About Food Waste Recycling

The Bokashi Process: Recycling 100% of Food Waste

This unique recycling system uses bokashi to ferment food waste inside a sealed container. This means there's no rodents, no insects, no spoiling, and NO ODOUR. The end result is a pickled mass of food waste, which, when placed in a garden, break down into rich humus within a matter of days, releasing nutrients, microbes and structure to the soil.

And unlike other forms of recycling, such as composting and worm farming, there is no food waste you cannot put in the bokashi system treats paper, citrus, onions, dairy, even meat!

Eco Bokashi - How It Works

Bokashi is a generic Japanese word for "fermented organic matter". Eco Organics ferments a large range of organic materials, such as grains, animal manures and vegetable materials, to produce different varieties of Bokashi for different applications.

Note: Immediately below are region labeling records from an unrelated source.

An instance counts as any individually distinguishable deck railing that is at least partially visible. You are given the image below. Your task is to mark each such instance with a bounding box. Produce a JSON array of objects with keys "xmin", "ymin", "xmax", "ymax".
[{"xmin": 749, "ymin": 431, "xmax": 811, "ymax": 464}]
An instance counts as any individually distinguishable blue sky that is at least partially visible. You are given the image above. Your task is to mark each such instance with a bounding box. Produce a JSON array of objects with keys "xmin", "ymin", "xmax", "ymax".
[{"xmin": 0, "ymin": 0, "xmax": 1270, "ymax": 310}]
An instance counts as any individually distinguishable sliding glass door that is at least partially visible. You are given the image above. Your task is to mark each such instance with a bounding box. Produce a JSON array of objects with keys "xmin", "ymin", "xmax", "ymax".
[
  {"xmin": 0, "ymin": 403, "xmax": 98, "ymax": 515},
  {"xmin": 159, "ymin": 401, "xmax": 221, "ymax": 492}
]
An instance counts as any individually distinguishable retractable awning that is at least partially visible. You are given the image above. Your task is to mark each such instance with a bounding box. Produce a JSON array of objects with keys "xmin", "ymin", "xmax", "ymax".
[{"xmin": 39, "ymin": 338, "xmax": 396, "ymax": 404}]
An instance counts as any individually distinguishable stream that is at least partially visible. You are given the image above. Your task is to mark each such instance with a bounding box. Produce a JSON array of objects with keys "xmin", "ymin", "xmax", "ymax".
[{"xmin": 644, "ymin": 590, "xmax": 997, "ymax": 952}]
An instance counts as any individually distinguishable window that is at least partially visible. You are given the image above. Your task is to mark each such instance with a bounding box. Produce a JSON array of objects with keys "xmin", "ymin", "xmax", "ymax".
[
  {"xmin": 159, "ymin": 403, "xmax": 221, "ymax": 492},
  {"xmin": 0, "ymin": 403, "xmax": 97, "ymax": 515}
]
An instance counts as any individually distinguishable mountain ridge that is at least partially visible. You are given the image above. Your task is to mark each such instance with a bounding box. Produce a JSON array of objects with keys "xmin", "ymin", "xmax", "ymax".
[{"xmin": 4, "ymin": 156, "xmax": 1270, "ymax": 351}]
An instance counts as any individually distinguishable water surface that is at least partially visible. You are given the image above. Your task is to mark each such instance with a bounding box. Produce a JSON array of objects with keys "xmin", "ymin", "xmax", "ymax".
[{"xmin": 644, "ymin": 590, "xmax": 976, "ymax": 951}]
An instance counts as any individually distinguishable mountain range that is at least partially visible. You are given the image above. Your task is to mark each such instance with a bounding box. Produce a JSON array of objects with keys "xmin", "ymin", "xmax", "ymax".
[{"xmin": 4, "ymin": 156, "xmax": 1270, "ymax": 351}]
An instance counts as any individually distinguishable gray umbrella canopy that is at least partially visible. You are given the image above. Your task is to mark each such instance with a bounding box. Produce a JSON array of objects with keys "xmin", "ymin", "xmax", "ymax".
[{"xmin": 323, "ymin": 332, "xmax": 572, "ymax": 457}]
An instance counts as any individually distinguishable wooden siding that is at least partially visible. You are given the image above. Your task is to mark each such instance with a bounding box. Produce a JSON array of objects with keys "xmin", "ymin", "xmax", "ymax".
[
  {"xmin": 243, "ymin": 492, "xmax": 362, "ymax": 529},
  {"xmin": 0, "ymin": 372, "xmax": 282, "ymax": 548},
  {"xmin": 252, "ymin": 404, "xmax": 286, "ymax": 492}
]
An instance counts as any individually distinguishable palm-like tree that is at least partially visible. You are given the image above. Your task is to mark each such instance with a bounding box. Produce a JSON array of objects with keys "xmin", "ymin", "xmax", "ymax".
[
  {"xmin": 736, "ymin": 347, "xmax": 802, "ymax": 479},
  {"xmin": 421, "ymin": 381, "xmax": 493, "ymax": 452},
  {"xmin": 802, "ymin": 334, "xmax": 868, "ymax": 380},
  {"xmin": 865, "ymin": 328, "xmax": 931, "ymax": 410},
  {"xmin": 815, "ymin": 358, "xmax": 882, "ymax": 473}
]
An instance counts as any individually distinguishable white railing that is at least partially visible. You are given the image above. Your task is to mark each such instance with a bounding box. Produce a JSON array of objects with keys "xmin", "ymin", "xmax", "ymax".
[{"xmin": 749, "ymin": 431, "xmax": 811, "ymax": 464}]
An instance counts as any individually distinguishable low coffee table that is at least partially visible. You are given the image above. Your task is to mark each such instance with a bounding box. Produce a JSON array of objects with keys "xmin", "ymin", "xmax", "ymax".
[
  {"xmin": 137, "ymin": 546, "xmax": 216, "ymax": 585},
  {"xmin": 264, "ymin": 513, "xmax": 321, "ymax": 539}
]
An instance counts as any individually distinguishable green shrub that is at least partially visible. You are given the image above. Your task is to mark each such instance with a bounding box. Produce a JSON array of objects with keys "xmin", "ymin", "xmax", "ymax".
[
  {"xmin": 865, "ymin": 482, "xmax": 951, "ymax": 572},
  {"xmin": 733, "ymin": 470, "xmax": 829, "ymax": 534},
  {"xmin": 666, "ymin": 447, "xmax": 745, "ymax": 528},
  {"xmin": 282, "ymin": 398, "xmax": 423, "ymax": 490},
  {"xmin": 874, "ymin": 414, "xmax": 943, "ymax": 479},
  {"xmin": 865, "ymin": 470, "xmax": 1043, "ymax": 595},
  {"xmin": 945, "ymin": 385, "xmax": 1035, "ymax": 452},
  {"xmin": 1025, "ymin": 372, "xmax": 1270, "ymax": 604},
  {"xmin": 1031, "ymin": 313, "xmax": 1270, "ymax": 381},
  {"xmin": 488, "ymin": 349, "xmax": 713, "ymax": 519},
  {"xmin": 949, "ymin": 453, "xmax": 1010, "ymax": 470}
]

The Bokashi used in our Eco Bokashi Recycling Systems is crushed Australian grain (usually barley, wheat and/or rice mixture) fermented with our beneficial microbes and molasses. This material has a moderate nutrient value on its own, but is also teeming with billions of beneficial microbes which go straight to work when in contact with organic material, such as the food scraps in the Bokashi bins, or the organic matter within the soil.

The microbes work in an anaerobic environment - i.e. with no Oxygen - so they don't produce heat or odours, there is no leachate problem, and no insects or rodents either. Bokashi can be used for:

  • recycling waste
  • controlling natural odours
  • conditioning soil
  • septic tanks - increasing activity and clearing blocks
  • treating animal droppings
  • addition to potting soils and mixes, and seed raising mixes
  • accelerating existing compost heaps and bins
  • adding to worm farms
  • farming and horticulture.

What is Eco Bokashi Fermentation, and why is it so much better than composting?

Fermentation is a process of treating organic waste which uses anaerobic microbes, rather than aerobic microbes. It is similar to the process of pickling - a pickled onion for example still looks like an onion, although inside it has changed completely.

The advantages of this process are many, including reduced greenhouse gas emission, a more nutritious end-product, and far easier management.

A comparison of the two processes is as follows:

Traditional Composting

  • Can produce foul odours
  • Can attract rodents
  • Can attract flies and other insects
  • Produces heat
  • Requires mechanical and labour input
  • Produces significant amounts of greenhouse gases
  • Biomass is reduced by up approx 50%
  • Takes up to 6 months to produce
  • Is unstable and reactive until complete
  • Many nutrients and organic material lost in heating process
  • Wastes leachate which can become an environmental hazard
  • Some products are not recommended for composting

Eco Bokashi Fermenting

  • Sweet-smelling, or odourless
  • No rodents
  • Does not attract any insects, including flies
  • Produces no heat, all energy retained
  • Done in-vessel and requires no turning
  • Produces minimal greenhouse gases
  • Biomass is reduced by less than 10%
  • Takes about 4 weeks to produce
  • Is stable and storable immediately
  • All nutrients, organic material and microbes retained.